In a total of 19 studies on 15,628 subjects, it was revealed that another polymorphism, rs1801131 (A1298C), located in exon 7 of the MTHFR gene (Castiglia et al. 2019), was significantly associated with BC in homozygous and allelic models, even though no significant difference was found in recessive, dominant, heterozygous, and overdominant models. Interestingly, the subgroups analysis seemed to suggest that genetic models of recessive, dominant, heterozygous, homozygous, and allelic in participants from Western Asia were significantly associated with the risk of BC. Additionally, a number of other studies have shown that this polymorphism was not significantly related to the risk of BC (Rai 2014; Zhang et al. 2016). Nonetheless, the results of subgroup analysis also revealed that this polymorphism was significantly associated with the risk of BC in participants from Western Asia in all the investigated genetic models, except for the codominant model.
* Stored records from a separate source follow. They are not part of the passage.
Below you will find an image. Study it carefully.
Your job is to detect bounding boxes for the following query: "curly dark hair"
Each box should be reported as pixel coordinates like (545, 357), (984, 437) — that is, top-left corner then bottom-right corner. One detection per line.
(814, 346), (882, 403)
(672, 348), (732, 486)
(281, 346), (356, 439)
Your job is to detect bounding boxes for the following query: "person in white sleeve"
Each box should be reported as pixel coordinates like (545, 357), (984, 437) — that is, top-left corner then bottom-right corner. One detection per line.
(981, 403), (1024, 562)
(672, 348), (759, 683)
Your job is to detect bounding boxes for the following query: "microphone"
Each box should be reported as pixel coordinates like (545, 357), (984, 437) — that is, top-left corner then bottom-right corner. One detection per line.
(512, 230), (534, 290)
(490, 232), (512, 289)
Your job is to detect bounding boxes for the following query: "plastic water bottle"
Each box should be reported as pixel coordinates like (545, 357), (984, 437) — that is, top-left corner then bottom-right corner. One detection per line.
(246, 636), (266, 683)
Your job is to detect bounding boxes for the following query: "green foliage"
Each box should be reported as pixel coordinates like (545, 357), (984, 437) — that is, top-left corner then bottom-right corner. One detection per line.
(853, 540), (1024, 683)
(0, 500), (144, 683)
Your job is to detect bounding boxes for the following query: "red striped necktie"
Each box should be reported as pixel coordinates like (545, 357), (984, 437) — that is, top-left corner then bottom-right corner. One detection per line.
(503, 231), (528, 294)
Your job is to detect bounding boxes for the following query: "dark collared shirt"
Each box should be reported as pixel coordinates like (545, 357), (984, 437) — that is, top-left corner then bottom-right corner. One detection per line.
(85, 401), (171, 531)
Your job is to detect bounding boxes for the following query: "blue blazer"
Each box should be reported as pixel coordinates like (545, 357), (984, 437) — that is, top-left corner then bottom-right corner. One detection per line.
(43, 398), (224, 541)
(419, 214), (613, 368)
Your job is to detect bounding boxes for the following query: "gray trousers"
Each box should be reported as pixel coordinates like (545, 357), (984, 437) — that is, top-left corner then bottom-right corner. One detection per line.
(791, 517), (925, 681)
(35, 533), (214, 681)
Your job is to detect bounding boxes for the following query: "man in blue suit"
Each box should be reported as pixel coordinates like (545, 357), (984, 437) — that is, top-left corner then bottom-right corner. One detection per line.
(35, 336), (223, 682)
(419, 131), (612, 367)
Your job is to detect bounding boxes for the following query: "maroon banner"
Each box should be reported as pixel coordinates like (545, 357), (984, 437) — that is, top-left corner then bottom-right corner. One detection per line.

Therefore, it has been speculated that the discrepancy between the findings was most likely due to the racial ethnic differences, ethnicity, patient selection criteria, sources of control, and sample size. A meta-analysis conducted by He and shen (2017) investigated only the MTHFR C677T variant, while our meta-analysis assessed both MTHFR C677T and A1298C SNPs. Moreover, they included 19 Asian studies and concluded no significant association between MTHFR C677T and breast cancer among Asians. However, we included 36 Asian studies (almost twofold compared to the study by He and Shen (2017), indicating the association of MTHFR C677T and breast cancer. In addition, in the case of the A1298C variant, allelic and homozygous genetic models were associated with increased risk of BC; moreover, Western Asia populations showed the same association in the heterogeneous models which are considered as the first report in this regard.

Although this is an up-to-date meta-analysis study, there were a number of limitations that need to be mentioned. First, given the high rate of heterogeneity in a number of findings, it is likely that the results are negatively affected, suggesting further studies are required. Second, subgroup analysis was not performed according to the levels of serum folate. Third, this analysis was carried out only on researches published in English. However, the present study also had some highlights which include more reliable results due to the increased sample size, as well as the use of all the possible genetic models in examining the association between these two polymorphisms and the risk of BC.

Conclusion

In conclusion, the present meta-analysis showed that the MTHFR C677T variants might be a promising factor that predisposes BC in an Asian population. In contrast to other studies reporting a non-significant association between the A1298C variant and BC, we found that the A1298C variant acts as a risk factor for BC, particularly in the Western Asian population. Nevertheless, further studies are required to show the association of MTHFR C677T and A1298C gene polymorphisms with BC in an Asian population in the presence of other factors such as folate levels.